Jones is stepping down as provost of Wheaton at the end of this academic year, although he plans to stay at Wheaton as a psychology professor. In August, he cited health problems as his reason for leaving the role.

During her time as a Wheaton student, Diddams was involved in many co-curriculars. She was a member of the symphonic wind ensemble and student government. She was also the news director of WETN and was an athlete — she swam under current coach Jon Lederhouse and played field hockey.

Diddams still maintains an active lifestyle, participating in marathons and nationally competitive swim meets. She is also an apt photographer, capturing both nature and still life. When they have time, Diddams and her husband enjoy sailing and hiking — two hobbies that they will miss when they move to the Midwest.

Although Diddams enjoyed her time in Seattle, she is looking forward to coming back to Wheaton College. “To be engaged in that level of intellectual rigor and transformation — I am really excited,” Diddams said.

As provost, Diddams will be working closely with Ryken to achieve the strategic priorities that students regularly receive email updates about. She sees wonderful advancements occurring at Wheaton and she aspires to be a part of them. Diddams values working not only with, but also with faculty and she hopes to fulfill the college’s mission with them.

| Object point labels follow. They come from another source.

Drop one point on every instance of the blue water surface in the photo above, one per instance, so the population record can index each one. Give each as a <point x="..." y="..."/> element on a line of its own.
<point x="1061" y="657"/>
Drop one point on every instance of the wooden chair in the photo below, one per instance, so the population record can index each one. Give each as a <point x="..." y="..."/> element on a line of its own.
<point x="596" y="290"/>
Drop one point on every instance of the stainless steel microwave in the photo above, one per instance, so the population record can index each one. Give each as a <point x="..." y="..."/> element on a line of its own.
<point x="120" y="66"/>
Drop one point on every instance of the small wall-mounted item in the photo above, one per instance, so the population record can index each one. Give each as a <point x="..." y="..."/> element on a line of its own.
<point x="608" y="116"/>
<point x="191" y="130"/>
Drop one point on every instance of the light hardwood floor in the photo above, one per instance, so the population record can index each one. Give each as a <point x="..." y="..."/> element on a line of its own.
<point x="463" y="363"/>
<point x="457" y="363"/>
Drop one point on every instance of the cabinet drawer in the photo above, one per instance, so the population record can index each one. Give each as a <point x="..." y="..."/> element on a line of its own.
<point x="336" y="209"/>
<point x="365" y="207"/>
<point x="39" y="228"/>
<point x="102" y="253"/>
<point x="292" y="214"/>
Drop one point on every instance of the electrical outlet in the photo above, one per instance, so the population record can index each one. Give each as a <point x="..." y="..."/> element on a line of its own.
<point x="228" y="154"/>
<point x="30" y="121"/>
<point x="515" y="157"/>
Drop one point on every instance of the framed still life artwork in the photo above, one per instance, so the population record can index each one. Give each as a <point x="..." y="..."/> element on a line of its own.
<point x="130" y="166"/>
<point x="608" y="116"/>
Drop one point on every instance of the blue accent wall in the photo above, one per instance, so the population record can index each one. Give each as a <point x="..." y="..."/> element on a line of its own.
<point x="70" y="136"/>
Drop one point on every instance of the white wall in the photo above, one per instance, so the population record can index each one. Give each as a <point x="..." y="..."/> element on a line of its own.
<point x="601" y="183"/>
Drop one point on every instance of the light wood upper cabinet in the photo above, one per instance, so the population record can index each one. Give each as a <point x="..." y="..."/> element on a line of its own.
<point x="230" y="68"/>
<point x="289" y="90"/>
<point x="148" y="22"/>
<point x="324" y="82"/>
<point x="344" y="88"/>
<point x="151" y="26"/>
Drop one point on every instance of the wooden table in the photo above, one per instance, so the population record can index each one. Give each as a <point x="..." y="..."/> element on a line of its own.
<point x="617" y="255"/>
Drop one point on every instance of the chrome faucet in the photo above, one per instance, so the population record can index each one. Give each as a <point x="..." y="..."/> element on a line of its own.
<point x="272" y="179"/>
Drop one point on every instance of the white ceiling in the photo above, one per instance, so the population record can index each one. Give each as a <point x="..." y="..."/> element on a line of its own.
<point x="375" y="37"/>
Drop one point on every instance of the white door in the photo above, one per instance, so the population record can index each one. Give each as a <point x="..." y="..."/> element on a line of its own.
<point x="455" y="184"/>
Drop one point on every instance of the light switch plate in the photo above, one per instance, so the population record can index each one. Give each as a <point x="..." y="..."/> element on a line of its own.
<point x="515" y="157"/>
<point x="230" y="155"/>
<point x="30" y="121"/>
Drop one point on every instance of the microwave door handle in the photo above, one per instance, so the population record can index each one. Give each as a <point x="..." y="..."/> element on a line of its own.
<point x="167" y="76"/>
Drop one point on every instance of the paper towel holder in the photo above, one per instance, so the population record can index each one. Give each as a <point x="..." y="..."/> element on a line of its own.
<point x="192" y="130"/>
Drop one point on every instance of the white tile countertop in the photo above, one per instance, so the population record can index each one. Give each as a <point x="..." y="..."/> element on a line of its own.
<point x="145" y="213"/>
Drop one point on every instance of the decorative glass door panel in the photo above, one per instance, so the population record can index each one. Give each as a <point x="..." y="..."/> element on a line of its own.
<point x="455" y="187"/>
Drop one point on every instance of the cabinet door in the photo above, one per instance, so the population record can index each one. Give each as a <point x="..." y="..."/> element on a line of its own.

One aspect of the college’s mission that Diddams plans to focus on is the cultivation of diversity in class and on campus. Working towards diversity is not new to Diddams — she grew up in Rogers Park, a diverse community of north Chicago, and was a board member of Urban Impact Seattle for five years. During those years, Urban Impact Seattle constructed a 61-unit affordable housing apartment and a fitness center.

Regarding diversity at Wheaton, Diddams says that she hopes to see Wheaton “increase diversity and globalize the curriculum … I would like to see Wheaton College reflect the kingdom of God.”

Another upcoming opportunity to fulfill Wheaton’s mission arrives in the form of the new general education program, Christ at the Core. Wheaton will launch Christ at the Core this fall, implementing the program for the class of 2020.

Diddams expressed enthusiasm about the new curriculum, saying that it will provide “a larger narrative about what it means to engage in Christian liberal arts.”

As opposed to following a list of required classes, Christ at the Core will allow students to have greater flexibility with selecting coursework. Diddams believes the program will be equipped to give students a genuine Christian liberal arts experience.

Diddams will officially take office on June 1. If students would like an opportunity to get to know her, she said that she would welcome a dine-with-a-mind this fall.